Che became a leader and creator of revolutionary guerrilla theory and practice, Although he was a medical doctor by training, Che was also a talented writer by vocation and became a noted chronicler of his youthful escapades and of the Cuban revolution, becoming an internationalist practitioner of what he preached.

Ernesto Che Guevara was a multifaceted and selfless individual in the revolutionary world movements. In Cuba, Che became an economist, helping lead a socialist re-organization of the Cuban economy, participated and lead in the development of volunteer workers the sugarcane fields and other sectors to become and shape, as part of a shared vision, the "new man and woman." As a representative of the Cuban revolution, he traveled to Third World countries developing both economic and political relationships to ensure the success of the Cuban revolution and national liberation movements worldwide.

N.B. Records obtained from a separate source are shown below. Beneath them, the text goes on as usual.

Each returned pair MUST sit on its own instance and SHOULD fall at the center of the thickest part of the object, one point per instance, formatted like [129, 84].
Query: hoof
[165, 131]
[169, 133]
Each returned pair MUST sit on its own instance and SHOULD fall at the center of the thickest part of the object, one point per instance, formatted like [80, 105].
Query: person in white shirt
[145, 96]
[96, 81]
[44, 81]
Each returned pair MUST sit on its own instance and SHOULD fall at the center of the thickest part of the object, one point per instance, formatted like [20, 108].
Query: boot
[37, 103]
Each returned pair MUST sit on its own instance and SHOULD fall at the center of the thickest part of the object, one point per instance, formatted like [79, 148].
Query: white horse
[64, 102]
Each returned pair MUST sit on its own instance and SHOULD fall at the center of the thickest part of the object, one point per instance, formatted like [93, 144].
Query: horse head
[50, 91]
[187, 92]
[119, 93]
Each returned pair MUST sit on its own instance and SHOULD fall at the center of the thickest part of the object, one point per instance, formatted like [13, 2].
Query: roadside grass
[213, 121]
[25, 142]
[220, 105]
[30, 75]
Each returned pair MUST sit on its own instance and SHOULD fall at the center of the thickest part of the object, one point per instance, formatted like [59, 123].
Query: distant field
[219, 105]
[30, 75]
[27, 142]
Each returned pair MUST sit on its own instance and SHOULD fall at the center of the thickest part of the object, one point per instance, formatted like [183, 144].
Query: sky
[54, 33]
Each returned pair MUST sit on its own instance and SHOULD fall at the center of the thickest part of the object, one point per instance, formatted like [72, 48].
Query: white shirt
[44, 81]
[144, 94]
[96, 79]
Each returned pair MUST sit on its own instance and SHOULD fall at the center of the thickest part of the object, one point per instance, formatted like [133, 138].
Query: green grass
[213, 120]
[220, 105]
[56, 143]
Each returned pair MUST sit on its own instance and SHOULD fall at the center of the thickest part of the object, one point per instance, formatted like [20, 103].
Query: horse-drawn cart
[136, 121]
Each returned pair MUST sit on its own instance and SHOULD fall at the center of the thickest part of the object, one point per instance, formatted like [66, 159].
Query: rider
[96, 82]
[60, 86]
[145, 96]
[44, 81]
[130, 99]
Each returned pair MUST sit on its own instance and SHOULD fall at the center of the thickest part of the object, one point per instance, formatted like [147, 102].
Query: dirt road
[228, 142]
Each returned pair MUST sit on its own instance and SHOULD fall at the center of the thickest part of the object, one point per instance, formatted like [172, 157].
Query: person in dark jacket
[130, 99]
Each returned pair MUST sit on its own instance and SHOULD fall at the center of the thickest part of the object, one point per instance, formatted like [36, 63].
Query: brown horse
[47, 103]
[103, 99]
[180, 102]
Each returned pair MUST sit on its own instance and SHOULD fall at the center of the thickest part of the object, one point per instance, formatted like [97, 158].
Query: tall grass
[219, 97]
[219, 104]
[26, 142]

In these new travels, Che reinvigorated his commitment to international solidarity and revolutionary movement-building. he helped organize Cuban internationalist support and eventually spent almost one year leading a guerrilla war with an African liberation movement in the Congo.

In Africa, he continued developing the vision and the members of what would become Che's most well-known and final initiative of creating an internationalist liberation army and movement in Bolivia in 1966. Che lead a small column of guerrillas in the mountains of Bolivia, engaged in several skirmishes and battles but eventually would be surrounded and captured one October 8, 1967. He was executed shortly after capture and the rest is Che history.

Si Che viviera, con los Zapatistas estuviera


If Che were alive, he'd be at the Zapatistas side.